The following is inspired by (and based loosely on) a tutorial by data journalist Clara Guibourg: Network analysis of a Twitter hashtag using Gephi and NodeXL (hat-tip @KirkDBorne), worked up in a ‘Heath Robinson’ fashion since I don’t currently have Java or MS Excel installed on this laptop. (Java v.7+ is required to run Gephi, “the leading visualization and exploration software for all kinds of graphs and networks”; and, without Excel, not much use in trying to run the NodeXL Excel 2007+ template “that makes it easy to explore network graphs”.)
Graphs don’t just come in curves:
A standard Cartesian graph consists of a set of (x,y) co-ordinates (the points or vertices on the graph) and the relationship (the edges, arcs or lines) between them. The result is the graphed line, which may be also expressed as some algebraic function specifying the relationship (for example, in its simplest form: y = x).
A network graph is similarly used to express relationships between edges (the connections) and vertices (the points, also called nodes) and can be used in a host of data organisational and informational settings. You can read more info about networks and graphs on Wikipedia here: Graph Theory and Graph Drawing.
This example looks at the relationships between all Twitter users posting about a particular subject (here, using a specific hashtag as the indicator).
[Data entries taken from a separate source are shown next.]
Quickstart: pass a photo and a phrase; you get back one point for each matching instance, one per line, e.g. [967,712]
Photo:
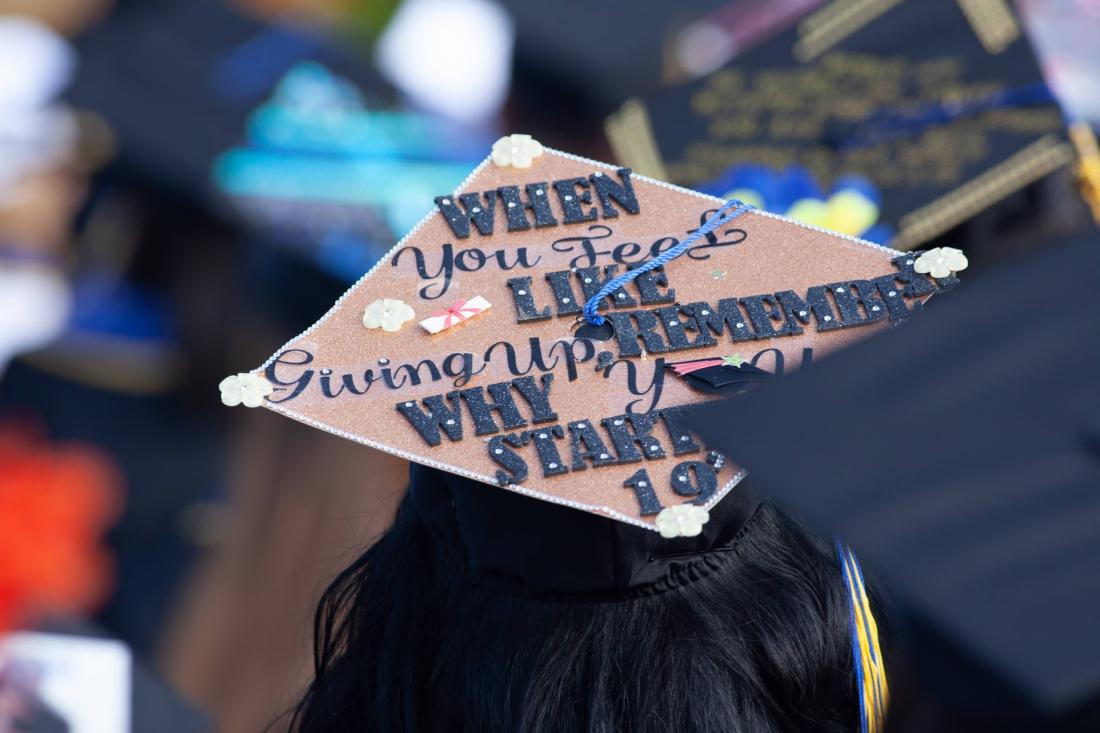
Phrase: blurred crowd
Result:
[186,183]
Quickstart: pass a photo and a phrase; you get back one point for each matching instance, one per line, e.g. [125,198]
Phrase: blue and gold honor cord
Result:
[866,654]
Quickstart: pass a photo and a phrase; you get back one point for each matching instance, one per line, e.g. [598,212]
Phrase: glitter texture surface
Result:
[774,255]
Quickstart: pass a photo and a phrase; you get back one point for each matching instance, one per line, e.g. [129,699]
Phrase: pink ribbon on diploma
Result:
[455,314]
[689,367]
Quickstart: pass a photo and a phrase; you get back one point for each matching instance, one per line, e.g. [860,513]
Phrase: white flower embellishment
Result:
[244,389]
[941,262]
[387,314]
[517,151]
[682,521]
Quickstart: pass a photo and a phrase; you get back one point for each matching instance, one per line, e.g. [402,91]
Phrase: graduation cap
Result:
[459,349]
[960,457]
[942,130]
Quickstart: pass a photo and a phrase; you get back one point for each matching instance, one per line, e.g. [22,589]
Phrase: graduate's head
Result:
[483,610]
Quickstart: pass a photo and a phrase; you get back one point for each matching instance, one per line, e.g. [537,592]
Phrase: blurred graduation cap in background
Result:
[938,107]
[960,456]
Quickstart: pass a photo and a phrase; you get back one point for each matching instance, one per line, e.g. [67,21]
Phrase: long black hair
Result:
[407,639]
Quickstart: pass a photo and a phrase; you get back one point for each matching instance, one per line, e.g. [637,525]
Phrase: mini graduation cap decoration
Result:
[960,457]
[459,349]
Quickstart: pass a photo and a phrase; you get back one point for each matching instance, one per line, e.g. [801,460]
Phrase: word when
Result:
[573,196]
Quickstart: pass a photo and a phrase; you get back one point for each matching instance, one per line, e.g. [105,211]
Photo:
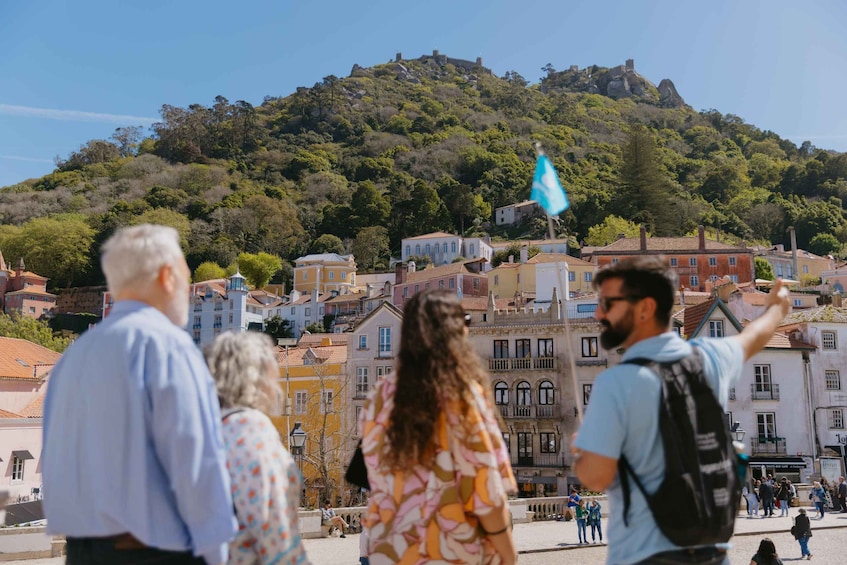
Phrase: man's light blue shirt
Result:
[132,438]
[623,418]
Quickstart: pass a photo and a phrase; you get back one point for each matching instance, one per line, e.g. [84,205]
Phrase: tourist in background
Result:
[802,531]
[439,471]
[767,554]
[265,481]
[134,464]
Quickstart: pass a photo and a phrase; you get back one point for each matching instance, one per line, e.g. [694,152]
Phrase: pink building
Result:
[23,292]
[24,367]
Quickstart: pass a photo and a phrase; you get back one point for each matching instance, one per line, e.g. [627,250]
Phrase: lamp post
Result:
[286,342]
[297,439]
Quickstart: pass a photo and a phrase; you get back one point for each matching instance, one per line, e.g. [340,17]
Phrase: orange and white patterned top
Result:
[428,514]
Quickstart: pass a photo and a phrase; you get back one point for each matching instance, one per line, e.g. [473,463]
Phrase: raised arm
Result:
[756,334]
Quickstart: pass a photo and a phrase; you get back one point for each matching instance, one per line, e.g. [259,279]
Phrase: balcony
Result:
[539,460]
[768,446]
[764,392]
[530,412]
[522,364]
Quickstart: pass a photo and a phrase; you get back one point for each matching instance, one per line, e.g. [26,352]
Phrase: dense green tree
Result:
[763,269]
[258,268]
[36,331]
[207,271]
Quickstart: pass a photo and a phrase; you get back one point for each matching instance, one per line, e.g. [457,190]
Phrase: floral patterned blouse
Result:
[429,513]
[266,489]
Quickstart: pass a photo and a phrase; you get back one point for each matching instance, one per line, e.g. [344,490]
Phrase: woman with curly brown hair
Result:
[439,472]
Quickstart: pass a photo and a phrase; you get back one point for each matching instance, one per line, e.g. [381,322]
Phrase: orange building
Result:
[696,260]
[23,292]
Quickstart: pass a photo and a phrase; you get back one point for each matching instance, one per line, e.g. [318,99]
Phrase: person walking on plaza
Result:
[581,519]
[767,554]
[635,301]
[265,481]
[330,518]
[802,531]
[594,518]
[784,497]
[766,496]
[134,466]
[818,496]
[438,468]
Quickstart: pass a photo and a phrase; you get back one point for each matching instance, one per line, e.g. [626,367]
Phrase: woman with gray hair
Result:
[265,482]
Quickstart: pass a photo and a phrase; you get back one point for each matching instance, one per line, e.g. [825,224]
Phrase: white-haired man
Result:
[133,462]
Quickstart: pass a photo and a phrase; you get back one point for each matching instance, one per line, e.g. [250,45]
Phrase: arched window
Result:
[524,394]
[546,393]
[501,393]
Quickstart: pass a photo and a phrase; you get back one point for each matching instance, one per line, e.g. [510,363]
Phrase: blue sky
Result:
[75,71]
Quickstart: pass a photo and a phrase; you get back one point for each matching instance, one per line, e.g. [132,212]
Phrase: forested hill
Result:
[414,146]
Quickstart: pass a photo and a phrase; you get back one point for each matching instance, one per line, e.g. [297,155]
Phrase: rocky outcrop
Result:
[668,96]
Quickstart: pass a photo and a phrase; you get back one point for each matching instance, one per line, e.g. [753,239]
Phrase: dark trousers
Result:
[124,549]
[702,556]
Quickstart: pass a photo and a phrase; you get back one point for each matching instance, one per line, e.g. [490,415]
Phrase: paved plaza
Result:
[552,543]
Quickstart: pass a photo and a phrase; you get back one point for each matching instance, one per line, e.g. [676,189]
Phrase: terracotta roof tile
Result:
[22,359]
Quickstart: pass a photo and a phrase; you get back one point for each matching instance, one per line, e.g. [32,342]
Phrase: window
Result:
[384,341]
[836,419]
[766,424]
[326,402]
[361,381]
[546,393]
[501,393]
[589,347]
[715,328]
[547,442]
[828,340]
[762,376]
[300,401]
[524,396]
[17,468]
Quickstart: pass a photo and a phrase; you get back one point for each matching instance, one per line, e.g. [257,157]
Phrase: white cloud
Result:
[73,115]
[29,159]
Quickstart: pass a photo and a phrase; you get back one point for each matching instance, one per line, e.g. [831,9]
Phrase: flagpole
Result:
[568,339]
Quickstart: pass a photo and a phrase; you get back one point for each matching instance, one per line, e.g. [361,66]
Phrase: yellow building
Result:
[507,279]
[315,380]
[325,271]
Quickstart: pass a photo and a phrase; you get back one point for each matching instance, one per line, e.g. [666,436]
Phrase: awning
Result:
[792,462]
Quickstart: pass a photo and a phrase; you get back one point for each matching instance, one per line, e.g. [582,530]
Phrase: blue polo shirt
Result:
[623,419]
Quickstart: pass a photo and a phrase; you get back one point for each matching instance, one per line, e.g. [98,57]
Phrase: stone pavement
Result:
[559,539]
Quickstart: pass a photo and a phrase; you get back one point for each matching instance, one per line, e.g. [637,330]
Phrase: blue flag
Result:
[546,188]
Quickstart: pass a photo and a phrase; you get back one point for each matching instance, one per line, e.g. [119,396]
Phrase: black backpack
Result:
[698,500]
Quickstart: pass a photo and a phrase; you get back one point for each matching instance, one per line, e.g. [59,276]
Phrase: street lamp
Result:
[297,439]
[286,342]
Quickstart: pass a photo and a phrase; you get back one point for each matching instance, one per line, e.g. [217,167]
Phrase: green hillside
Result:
[412,146]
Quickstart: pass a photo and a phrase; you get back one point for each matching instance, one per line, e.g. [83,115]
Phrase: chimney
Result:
[400,272]
[794,252]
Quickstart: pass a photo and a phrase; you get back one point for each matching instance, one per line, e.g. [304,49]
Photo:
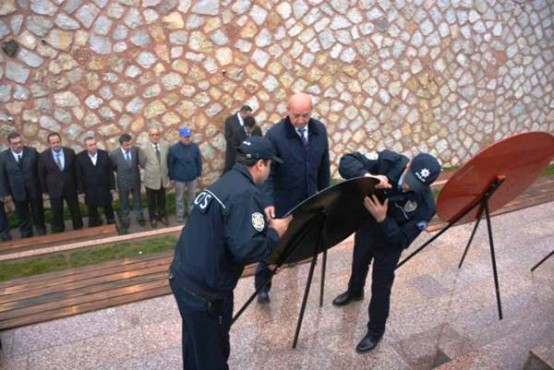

As Clara Guibourg points out in her tutorial: this is a great way to “find out who the most influential users are on a certain hashtag.”
Basic method modified from above tutorial:
- What question do we want to answer: “Who are the top 50 most influential Twitter users, in the last 12 months, for the hashtag #datascience?”
- Gather the data: pull together a data set based on the specified criteria (example: all tweets including required hashtag during the specified time period 20-Mar-15 to 19-Mar-16)
- Import data into a readable format: (the above tutorial this uses NodeXL to import tweets into Excel for easier viewing)
- Export data to chosen visualisation / graphing interface:
- Prepare data visualisation: manipulate data / graph functions as required to allow for better visualisation of connections (space the nodes further apart; set factors to indicate which node is central to the network, hence most important; partition the nodes into relevant groupings and add colouring by group; rank the nodes based on size of importance; re-space the graph to prevent overlaps and allow easier reading; add labels to nodes if desired)
- Publish data visualisation: either export as image or PDF, or publish in interactive form using a JavaScript (the above tutorial recommends the Sigma JS Javascript library for the latter)
Remembering the data science roadmap:
Define question – Define ideal data set – Determine accessible data – Obtain data – Clean data – Explore data – Stats prediction/modelling – Interpret results – Challenge results – Report results – Create reproducible code – Publish results to others [QDAOCEPICRRP] (Source: Leek/Johns Hopkins University: Data Scientist’s Toolkit)